11.21 fit

fit [ { <range> } ] <function name>() [ withouterrors ]
    ( <filename> | { <expression> } | { <vector obj> } )
    [ index <value> ] [ using { <expression> } ]
    via { <variable> }

The fit command can be used to fit arbitrary functional forms to data points read from files. It can be used to produce best-fit lines for datasets or to determine gradients and other mathematical properties of data by looking at the parameters associated with the best-fitting functional form. The following simple example fits a straight line to data in a file called data.dat:

f(x) = a*x+b
fit f() 'data.dat' index 1 using 2:3 via a,b

The first line specifies the functional form which is to be used. The coefficients within this function, a and b, which are to be varied during the fitting process are listed after the keyword via in the fit command. The modifiers index, every, select and using have the same meanings in the fit command as in the plot command. When fitting a function of $n$ variables, at least $n+1$ columns (or rows – see Section 3.9.1) of data must be specified after the using modifier. By default, the first $n+1$ columns are used. These correspond to the values of each of the $n$ arguments to the function, plus finally the value which the output from the function is aiming to match. If an additional column is specified, then this is taken to contain the standard error in the value that the output from the function is aiming to match, and can be used to weight the data points which are being used to constrain the fit.

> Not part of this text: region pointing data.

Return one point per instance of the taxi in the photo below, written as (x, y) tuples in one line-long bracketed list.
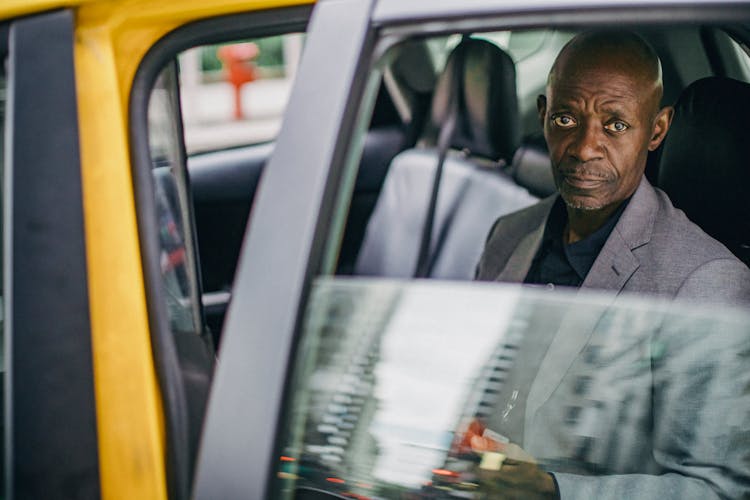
[(239, 242), (98, 403)]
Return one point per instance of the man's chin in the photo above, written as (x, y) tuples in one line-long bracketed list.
[(582, 202)]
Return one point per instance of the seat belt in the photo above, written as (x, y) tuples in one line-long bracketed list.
[(445, 137)]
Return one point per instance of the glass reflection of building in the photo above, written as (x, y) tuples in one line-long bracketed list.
[(338, 450)]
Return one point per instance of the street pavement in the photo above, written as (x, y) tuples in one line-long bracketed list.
[(208, 113)]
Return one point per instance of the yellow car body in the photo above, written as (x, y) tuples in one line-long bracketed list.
[(111, 38)]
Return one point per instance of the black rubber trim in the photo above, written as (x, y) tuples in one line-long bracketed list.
[(711, 46), (51, 418), (167, 361)]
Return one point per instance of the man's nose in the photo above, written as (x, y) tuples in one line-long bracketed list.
[(587, 143)]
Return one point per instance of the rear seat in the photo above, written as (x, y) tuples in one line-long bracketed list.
[(475, 188)]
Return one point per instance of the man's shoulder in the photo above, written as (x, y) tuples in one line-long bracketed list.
[(681, 236), (700, 266), (522, 221)]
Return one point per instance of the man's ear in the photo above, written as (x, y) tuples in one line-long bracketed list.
[(541, 107), (661, 126)]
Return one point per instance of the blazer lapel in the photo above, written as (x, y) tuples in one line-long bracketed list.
[(612, 269), (519, 263)]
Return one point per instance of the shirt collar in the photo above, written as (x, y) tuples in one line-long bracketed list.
[(581, 254)]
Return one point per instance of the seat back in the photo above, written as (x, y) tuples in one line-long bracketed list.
[(473, 190), (705, 161)]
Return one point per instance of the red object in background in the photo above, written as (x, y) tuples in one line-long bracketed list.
[(238, 69)]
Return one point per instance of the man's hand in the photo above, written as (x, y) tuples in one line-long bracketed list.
[(517, 480), (518, 476)]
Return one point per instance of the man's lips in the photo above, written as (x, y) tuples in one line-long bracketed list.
[(581, 180)]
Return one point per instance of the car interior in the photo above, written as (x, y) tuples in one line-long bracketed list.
[(464, 105)]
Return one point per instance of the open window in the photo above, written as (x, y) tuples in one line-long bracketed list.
[(385, 375)]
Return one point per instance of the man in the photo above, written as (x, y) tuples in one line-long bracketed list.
[(610, 229)]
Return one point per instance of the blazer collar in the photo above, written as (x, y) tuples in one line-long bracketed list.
[(616, 262)]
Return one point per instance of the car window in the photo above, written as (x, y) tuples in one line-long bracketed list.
[(177, 248), (410, 388), (396, 377), (234, 94)]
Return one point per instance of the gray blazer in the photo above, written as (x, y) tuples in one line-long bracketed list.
[(653, 249), (667, 413)]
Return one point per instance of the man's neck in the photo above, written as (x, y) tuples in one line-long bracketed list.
[(582, 223)]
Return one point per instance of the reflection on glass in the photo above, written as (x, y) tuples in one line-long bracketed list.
[(617, 397), (172, 206)]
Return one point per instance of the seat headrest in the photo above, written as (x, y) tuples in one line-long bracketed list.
[(705, 162), (487, 124)]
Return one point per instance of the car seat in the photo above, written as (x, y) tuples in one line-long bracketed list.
[(473, 191), (704, 162)]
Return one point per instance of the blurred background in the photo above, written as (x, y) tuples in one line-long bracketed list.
[(235, 94)]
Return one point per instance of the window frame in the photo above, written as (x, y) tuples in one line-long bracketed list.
[(180, 431), (50, 414)]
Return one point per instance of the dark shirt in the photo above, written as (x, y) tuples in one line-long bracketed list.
[(567, 265)]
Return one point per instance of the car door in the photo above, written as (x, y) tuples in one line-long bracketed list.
[(298, 338)]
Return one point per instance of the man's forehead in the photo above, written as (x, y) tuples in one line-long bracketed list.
[(625, 56)]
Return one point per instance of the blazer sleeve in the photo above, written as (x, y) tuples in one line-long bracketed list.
[(701, 417)]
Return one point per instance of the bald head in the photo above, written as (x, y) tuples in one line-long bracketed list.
[(601, 117), (621, 52)]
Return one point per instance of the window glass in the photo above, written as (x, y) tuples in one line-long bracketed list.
[(427, 389), (743, 59), (177, 261), (396, 377), (235, 93)]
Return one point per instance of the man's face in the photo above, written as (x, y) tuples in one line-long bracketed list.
[(599, 123)]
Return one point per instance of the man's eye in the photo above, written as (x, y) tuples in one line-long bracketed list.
[(616, 127), (563, 121)]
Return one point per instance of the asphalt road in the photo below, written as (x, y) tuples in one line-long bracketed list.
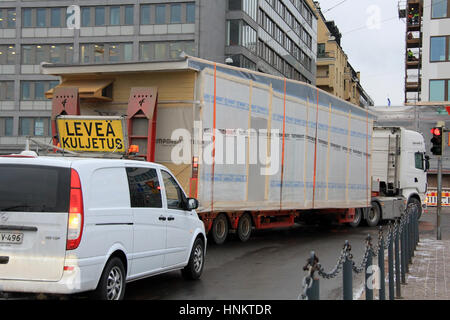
[(268, 266)]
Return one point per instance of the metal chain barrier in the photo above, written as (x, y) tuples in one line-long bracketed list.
[(397, 231)]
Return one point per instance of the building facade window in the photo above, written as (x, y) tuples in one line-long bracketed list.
[(29, 126), (7, 54), (106, 52), (35, 90), (55, 53), (6, 126), (439, 90), (6, 90), (440, 9), (440, 49), (163, 51), (239, 33)]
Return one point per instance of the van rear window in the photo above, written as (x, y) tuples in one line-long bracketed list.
[(26, 188)]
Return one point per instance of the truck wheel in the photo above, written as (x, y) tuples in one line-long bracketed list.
[(244, 227), (219, 229), (194, 269), (374, 215), (357, 220), (112, 282), (416, 203)]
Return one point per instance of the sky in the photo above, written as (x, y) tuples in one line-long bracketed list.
[(373, 37)]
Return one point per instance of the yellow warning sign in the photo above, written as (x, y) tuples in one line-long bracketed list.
[(93, 135)]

As the fit command works, it displays statistics including the best-fit values of each of the fitting parameters, the uncertainties in each of them, and the covariance matrix. These can be useful for analysing the security of the fit achieved, but calculating the uncertainties in the best-fit parameters and the covariance matrix can be time consuming, especially when many parameters are being fitted simultaneously. The optional keyword withouterrors can be included immediately before the filename of the data file to be fitted to substantially speed up cases where this information is not required.

By default, the starting values for each of the fitting parameters is $1.0$. However, if the variables to be used in the fitting process are already set before the fit command is called, these initial values are used instead. For example, the following would use the initial values $\{ a=100,b=50\} $:

f(x) = a*x+b
a = 100
b = 50
fit f() 'data.dat' index 1 using 2:3 via a,b

More details can be found in Section 5.6.